In this section, the OEMBAS is compared to similar MBSs with different optimization techniques such as HGSO, COOT, BES, BMO and MRFO. The assessment is done based on positive measures such as accuracy, sensitivity, precision and specificity; negative measures such as FNR, FPR and EER and other measures such as F-measure, MCC and NPV, as illustrated in Figures 3 and 4 using Dataset1 and Dataset2 respectively. The investigation on OEMBAS was carried out for varied percentage of data ranging between 60–90 of training and 40-10 of testing, respectively. In particular, for Dataset1, at the 80% of training data and 20% of testing data, the OEMBAS recorded the positive metric such as the value of accuracy is 98.23%, Specificity is 94.00%, Precision is 99.10% and Sensitivity is 99.20%, whilst the HGSO, COOT, BES, BMO and MRFO generated lesser positive metric values. Similarly, for Dataset2, at the 80% of training data and 20% of testing data, the OEMBAS recorded the positive metric such as the value of accuracy is 97.92%, Specificity is 93.00%, Precision is 97.90% and Sensitivity is 98.10%, whilst the HGSO, COOT, BES, BMO and MRFO generated lesser positive metric values. In addition, the objective of the OEMBAS is minimizing the negative and maximizing the positive measure values. Similarly, as the training data percentage is increased the negative metric value get reduced for the OEMBAS approach. The results of the aforementioned ablations demonstrate that each component meaningfully contributes to the observed performance and that the fusion-based, optimized ensemble achieves the best results (accuracy: 98.23%, EER: 3.23%).

Figure 3.

Performance analysis of OEMBAS with conventional optimization techniques using Dataset1.

Figure 4.

Performance analysis of OEMBAS with conventional optimization techniques using Dataset2.

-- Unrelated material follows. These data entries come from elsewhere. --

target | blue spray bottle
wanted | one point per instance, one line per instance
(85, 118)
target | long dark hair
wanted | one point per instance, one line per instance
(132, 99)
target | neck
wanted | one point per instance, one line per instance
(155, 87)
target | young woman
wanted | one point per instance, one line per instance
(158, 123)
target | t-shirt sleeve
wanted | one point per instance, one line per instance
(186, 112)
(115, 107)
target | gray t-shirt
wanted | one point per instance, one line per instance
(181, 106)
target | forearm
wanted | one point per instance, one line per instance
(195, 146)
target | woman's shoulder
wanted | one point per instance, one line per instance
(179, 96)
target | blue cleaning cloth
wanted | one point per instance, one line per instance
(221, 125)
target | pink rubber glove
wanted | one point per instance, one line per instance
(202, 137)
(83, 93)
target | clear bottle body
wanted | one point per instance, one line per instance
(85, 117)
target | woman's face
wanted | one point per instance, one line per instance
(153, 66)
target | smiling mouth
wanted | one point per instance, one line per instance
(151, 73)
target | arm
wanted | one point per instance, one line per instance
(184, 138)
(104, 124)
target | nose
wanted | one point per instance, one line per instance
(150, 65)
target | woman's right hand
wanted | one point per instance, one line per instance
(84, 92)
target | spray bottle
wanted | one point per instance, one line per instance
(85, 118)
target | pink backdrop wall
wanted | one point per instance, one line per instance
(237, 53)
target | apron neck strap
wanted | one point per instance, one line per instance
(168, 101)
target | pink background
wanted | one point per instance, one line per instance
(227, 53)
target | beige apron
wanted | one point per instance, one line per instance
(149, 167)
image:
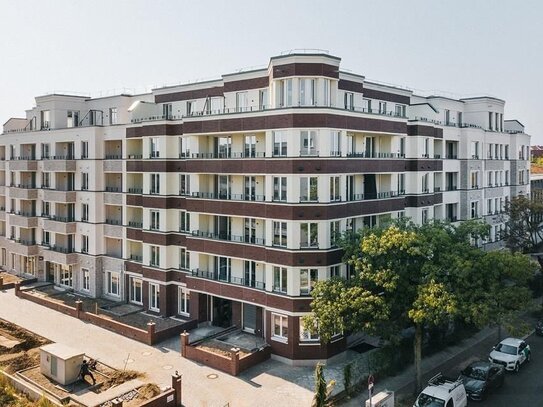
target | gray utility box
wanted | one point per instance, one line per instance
(382, 399)
(60, 363)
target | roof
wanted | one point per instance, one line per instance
(61, 351)
(511, 341)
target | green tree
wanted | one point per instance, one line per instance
(524, 228)
(322, 389)
(416, 276)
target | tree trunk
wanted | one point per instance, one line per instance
(418, 358)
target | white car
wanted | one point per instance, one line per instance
(511, 353)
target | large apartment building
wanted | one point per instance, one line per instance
(220, 200)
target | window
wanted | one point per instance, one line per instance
(136, 290)
(84, 181)
(155, 220)
(309, 189)
(349, 101)
(279, 188)
(155, 184)
(85, 279)
(153, 146)
(279, 144)
(84, 243)
(474, 209)
(46, 180)
(307, 92)
(280, 234)
(167, 111)
(184, 221)
(308, 335)
(309, 235)
(154, 297)
(308, 143)
(84, 212)
(45, 209)
(72, 118)
(263, 99)
(280, 278)
(280, 327)
(474, 179)
(242, 102)
(184, 259)
(184, 184)
(155, 256)
(84, 149)
(113, 283)
(335, 192)
(45, 151)
(183, 296)
(190, 107)
(113, 118)
(285, 93)
(308, 279)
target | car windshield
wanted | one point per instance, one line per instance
(426, 400)
(475, 372)
(510, 350)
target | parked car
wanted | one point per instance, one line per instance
(511, 353)
(442, 392)
(539, 327)
(481, 377)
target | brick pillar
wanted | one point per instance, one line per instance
(78, 308)
(151, 329)
(184, 343)
(177, 386)
(234, 361)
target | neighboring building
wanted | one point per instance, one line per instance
(220, 200)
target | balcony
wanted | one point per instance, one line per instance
(55, 195)
(60, 224)
(23, 164)
(62, 163)
(23, 219)
(229, 197)
(228, 237)
(215, 276)
(23, 191)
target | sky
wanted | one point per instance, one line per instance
(455, 48)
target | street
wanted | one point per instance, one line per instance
(522, 389)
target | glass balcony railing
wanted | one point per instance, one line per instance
(228, 278)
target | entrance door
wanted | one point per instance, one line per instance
(249, 318)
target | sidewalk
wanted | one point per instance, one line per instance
(269, 384)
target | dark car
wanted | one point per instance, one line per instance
(481, 377)
(539, 327)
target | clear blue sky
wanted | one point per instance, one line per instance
(462, 47)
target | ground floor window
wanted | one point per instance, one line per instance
(183, 300)
(136, 288)
(85, 279)
(154, 297)
(113, 283)
(280, 326)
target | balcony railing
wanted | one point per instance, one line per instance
(230, 197)
(229, 237)
(216, 276)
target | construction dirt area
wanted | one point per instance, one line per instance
(20, 356)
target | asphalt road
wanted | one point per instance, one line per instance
(523, 389)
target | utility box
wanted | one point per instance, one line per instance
(382, 399)
(60, 363)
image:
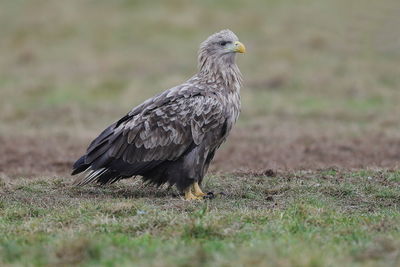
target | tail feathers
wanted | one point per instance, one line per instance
(80, 165)
(103, 176)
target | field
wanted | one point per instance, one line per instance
(309, 177)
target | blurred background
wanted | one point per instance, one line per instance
(321, 77)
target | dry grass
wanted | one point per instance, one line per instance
(309, 175)
(348, 217)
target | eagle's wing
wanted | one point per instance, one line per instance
(162, 128)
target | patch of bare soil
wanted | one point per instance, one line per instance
(300, 151)
(262, 152)
(37, 156)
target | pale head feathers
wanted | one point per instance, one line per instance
(216, 61)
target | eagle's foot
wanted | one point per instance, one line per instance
(197, 190)
(189, 195)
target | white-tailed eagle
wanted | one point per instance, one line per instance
(172, 137)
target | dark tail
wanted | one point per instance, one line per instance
(80, 165)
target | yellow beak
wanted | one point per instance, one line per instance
(239, 47)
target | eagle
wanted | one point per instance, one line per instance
(172, 137)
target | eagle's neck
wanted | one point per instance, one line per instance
(222, 70)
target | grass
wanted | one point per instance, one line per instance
(321, 82)
(320, 218)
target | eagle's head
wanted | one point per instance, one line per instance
(219, 50)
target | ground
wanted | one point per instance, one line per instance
(309, 176)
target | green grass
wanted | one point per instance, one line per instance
(314, 70)
(301, 219)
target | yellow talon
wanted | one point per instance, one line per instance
(197, 190)
(189, 195)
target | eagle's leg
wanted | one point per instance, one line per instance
(197, 190)
(189, 195)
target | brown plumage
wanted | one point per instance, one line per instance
(172, 137)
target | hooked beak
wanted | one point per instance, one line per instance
(239, 47)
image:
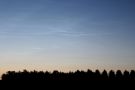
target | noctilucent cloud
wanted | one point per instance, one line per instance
(67, 34)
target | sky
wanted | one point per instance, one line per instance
(67, 34)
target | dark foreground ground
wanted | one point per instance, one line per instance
(72, 80)
(71, 76)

4.5. Discussion on the novelty and technical contribution of SI-MRFO

The proposed SI-MRFO algorithm introduces significant enhancements over the conventional MRFO framework, specifically tailored for optimizing complex deep learning-based MBS architectures. Its novelty lies in the integration of a self-adaptive inertia weight mechanism, which dynamically adjusts the balance between exploration and exploitation during the optimization process. This mechanism mitigates premature convergence and stagnation in local optima, which are common limitations of classical MRFO, especially when tuning deep models (Bi-LSTM-DCNN) in a high-dimensional fused feature space.

Moreover, SI-MRFO incorporates a feedback-driven mutation operator, inspired by differential evolution strategies, to increase diversity in candidate solutions, thus improving the robustness and convergence speed of the optimization. These innovations contribute to superior performance in selecting optimal hyperparameters for the ensemble classifier and fine-tuning the feature-level fusion strategy. The mathematical formulation, algorithmic flow and theoretical convergence characteristics have been rigorously discussed and benchmarked against the original MRFO and other optimizers (e.g., COOT, BMO, etc.) to substantiate its superiority both algorithmically and empirically.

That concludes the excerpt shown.